At this timestamp in his talk, @SteavedHams says the SSD engine has only one outstanding IOP at any given time, which I am taking to mean that the queue depth if you deploy one disk per storage process would only ever get to up to one.
This makes me believe we should be more explicit about telling people to deploy more storage processes per disk if their disks reach peak IOPS at high queue depths (16-32 for many SSDs, and… a lot more for NVMe).
The current Performance section of the documentation, for example, uses c3.8xlarge nodes, which have 2 disks each, which means it probably had at least 5 storage processes per disk. The bare metal deployment in the latency section of that doc probably had 9 or more storage processes per disk.
While Redwood will (hopefully) address this given it is an inherited limitation from SQLite, I think adding a description of this issue to the docs would be useful.
I’d be happy to write it up, but I just want to confirm my assessment is correct before I do.
Just to clarify, the SSD engine’s single writer has a queue depth of 1, while there are many concurrent readers (currently hardcoded to 64).
Assuming your assumption is “Some workloads will see higher write throughput by deploying more than 1 storage server processes per disk” then yes it is true. We don’t have a lot of experimental data to suggest how to decide what your StorageServer/disk count should be, however. It’s going to depend on the disk and the workload, and also the total processes per machine should probably not exceed the CPU core count. Probably the best advice is to try increasing it and see if you like the results.

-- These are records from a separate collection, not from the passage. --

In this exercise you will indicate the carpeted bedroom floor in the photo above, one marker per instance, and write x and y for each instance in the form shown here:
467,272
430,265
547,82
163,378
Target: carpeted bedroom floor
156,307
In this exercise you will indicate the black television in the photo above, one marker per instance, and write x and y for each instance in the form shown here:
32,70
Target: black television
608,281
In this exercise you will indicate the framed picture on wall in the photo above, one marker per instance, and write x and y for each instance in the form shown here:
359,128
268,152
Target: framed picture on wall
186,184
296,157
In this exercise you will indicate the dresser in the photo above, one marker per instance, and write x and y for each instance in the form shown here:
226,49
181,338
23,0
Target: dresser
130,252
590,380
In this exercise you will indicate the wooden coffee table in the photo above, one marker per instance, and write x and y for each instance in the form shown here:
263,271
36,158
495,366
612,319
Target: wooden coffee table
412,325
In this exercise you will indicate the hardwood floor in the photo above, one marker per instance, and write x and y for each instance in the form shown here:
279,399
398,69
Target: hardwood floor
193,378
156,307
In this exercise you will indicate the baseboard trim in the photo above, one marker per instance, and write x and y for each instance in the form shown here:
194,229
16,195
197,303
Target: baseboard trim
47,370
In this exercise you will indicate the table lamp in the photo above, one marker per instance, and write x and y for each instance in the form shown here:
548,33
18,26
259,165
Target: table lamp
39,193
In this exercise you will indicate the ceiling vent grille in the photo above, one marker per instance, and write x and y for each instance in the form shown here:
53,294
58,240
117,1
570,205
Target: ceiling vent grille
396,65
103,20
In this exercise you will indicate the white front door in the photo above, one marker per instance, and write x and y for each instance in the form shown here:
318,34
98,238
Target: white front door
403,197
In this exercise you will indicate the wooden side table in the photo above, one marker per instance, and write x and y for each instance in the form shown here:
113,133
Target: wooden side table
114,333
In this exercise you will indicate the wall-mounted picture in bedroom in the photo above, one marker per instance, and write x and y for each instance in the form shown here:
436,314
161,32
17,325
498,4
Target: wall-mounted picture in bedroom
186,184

Also, while I haven’t verified your quoted StorageServer/disk counts for our example deployments I can tell you we did not choose those with the intent to suggest a specific SS/disk density.
I am always very hesitant to disagree with Steve when it comes to disk/storage stuff
However, I don’t think this is the whole story. There’s only one write coro-thread in the ssd storage engine. However, writes only go to memory (in AsyncFileCached) - so writing should be relatively fast. The thing that generates disk writes is sync and flush which will write back all dirty pages to disk.
So the actual writing happens outside of the storage engine and if you run on Linux with kernel AIO (which is the default on Linux) you can have many (64 IIRC) parallel writes sent to the kernel.
From experience I can tell you that you can easily saturate a (relatively slow) EBS volume with almost a write-only workload (we use huge caches - so almost all of our reads go to memory).
If you have fast disks, for us the bottleneck was often the CPU. In that case it might make sense to have more than one storage process per disk (though we currently don’t run in that configuration).